Jeez, that was an ugly day yesterday, wasn’t it?
The benchmark index, the ASX 200, lost 2% and closed below 5,000 points for the first time since mid-2013. It was ugly across the board. The big miners were hammered. The banks all fell hard too.
In an ominous sign, Australia’s largest company, the Commonwealth Bank [ASX:CBA], closed at a new low yesterday. Given it’s the leader of the banking sector, I would expect the other banks to follow in the coming days or weeks and make new lows too.
The market started off on the wrong foot thanks to weakness in the US. But then it got worse. Data on China’s manufacturing sector showed the weakest reading since the dark days of March 2009.
Just prior to that release, China’s President Xi Jingping made a series of speeches in the US. His words pointed to a determination to continue China’s reform process. That means no more major stimulus measures, which is bad news for Australia’s economy.
This is why BHP Billiton [ASX:BHP] fell nearly 4.5% to a new low yesterday. It’s now at the lowest point since 2008.
It’s obvious why problems in China cause the miners’ share price to fall. But it might not be so obvious why the banks are in trouble.
Well, there are a number of reasons. For the past few years the RBA’s interest rate cuts have insulated the banks from the China slowdown. Ironically, China’s slowing economy set off a housing construction and price boom here in Australia. This caused an increase in the demand for credit and banks were the main beneficiaries.
But the boom got out of control. Investors lost their heads. Belatedly, the banking regulator tried to curb unsound lending practices. That’s starting to bite now. At the same time, the construction boom is slowing, meaning reduced demand for finance of new dwellings…which weighs on banks.
Lastly, both the Aussie and Chinese governments are trying to stop the illegal inflow of capital into the Aussie housing sector. How successful such efforts will be remain to be seen.
But the point is, there are a lot of factors combining to provide headwinds for the banks. In short, households look like they have finally lost their appetite to leverage the (dwindling) gains from the mining boom on Australian property.
That’s what falling bank share prices tell you anyway.
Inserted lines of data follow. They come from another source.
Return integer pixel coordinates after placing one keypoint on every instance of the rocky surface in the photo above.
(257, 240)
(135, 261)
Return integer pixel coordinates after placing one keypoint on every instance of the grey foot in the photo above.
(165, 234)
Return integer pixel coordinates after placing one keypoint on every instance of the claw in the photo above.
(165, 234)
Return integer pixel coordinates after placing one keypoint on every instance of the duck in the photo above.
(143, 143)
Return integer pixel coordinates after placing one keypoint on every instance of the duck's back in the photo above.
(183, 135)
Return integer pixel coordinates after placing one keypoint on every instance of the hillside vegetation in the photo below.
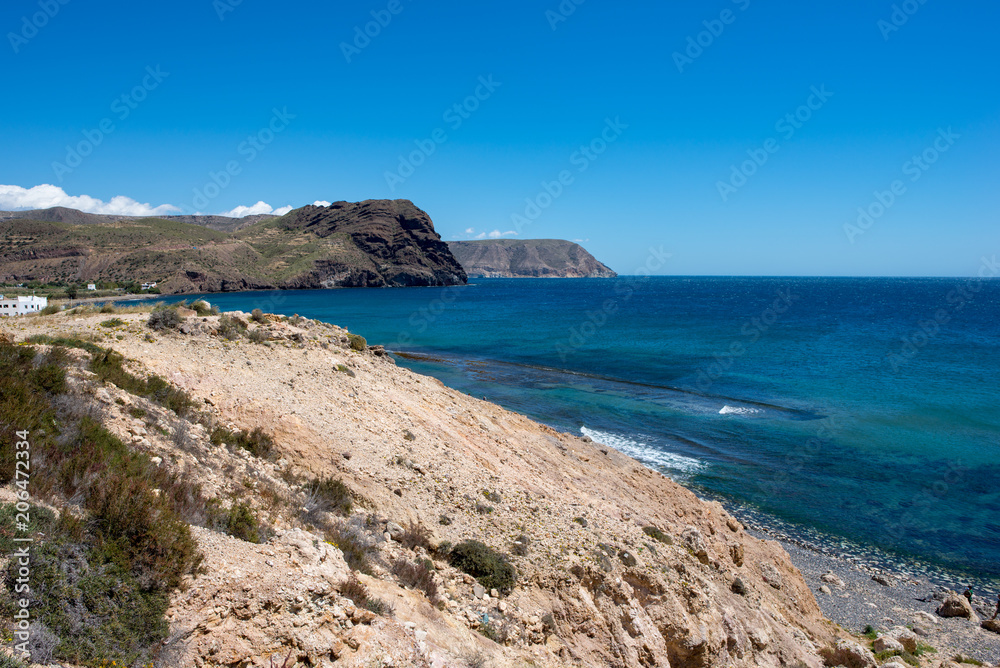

They’re saying that the east coast property boom is finally running out of puff.
In this urgent investor report, Markets and Money editor Vern Gowdie shows you why Australia is poised to fall into its first ‘official’ recession in 25 years…
Simply enter your email address in the box below and click ‘Claim My Free Report’. Plus…you’ll receive a free subscription to Markets and Money.
You can cancel your subscription at any time.
Which brings me to my next point. We had a mining boom that the RBA deliberately replaced with a housing boom. And now what?
Let me remind you of the advice economic luminaries in the US provided back in 2002. The internet bubble bust caused a mild recession and at the time, there were major concerns about a ‘double-dip’.
Of course, the Fed simply had to ‘do something’. In came the advice. This is from Paul Krugman in 2002, writing in the New York Times (my emphasis):
‘To fight this recession the Fed needs more than a snapback; it needs soaring household spending to offset moribund business investment. And to do that, as Paul McCulley of Pimco put it, Alan Greenspan needs to create a housing bubble to replace the Nasdaq bubble.’
Gee, how did this little piece of insanity work out?
Not good, to put it mildly.
Yet Australia just followed a similar path. The mining boom ended, and we needed something to replace it. So the RBA set off a low interest rate induced housing boom. It’s great while it lasts…
But now it’s ending, and no one knows what the fallout will be like. But you can be sure that everyone in a position of power and influence will tell you not to worry and that everything will be ok.
Maybe they’ll be right. But no one really knows.
The good news is that our politicians are talking sense for the first time in a long time. They know they need to make some hard decisions and some tough reforms.
From the Financial Review:
‘New Treasurer Scott Morrison will ditch all international commitments and dedicate himself towards convincing ordinary people of the need for tax reform, which will include incentives to encourage retirees to unlock and spend the billions of dollars locked up in their homes and other assets.
‘In an interview with The Australian Financial Review, Mr Morrison indicated the government under Tony Abbott had failed to explain to voters why changes to the tax system were needed. He said the reform cause now needed retail politics not another expert tax report.’
Talking the talk is one thing, walking the walk is another. In reference to retirees unlocking the capital in their homes, all I can say is, good luck.
The new Liberal government has obviously identified future spending increases on the age pension as unsustainable. They want to bring the family home into the age pension assets test. This would probably involve more retirees using their housing equity to fund their retirement, rather than relying on taxpayers.
While this is a sensible reform, it is also risky. It will take much political skill and leadership to convince the electorate that such reforms are necessary.
Sadly, I’m not convinced. As I’ve said all along, the majority of the people won’t be convinced that Australia faces a crisis until it’s too late. And we are running out of time.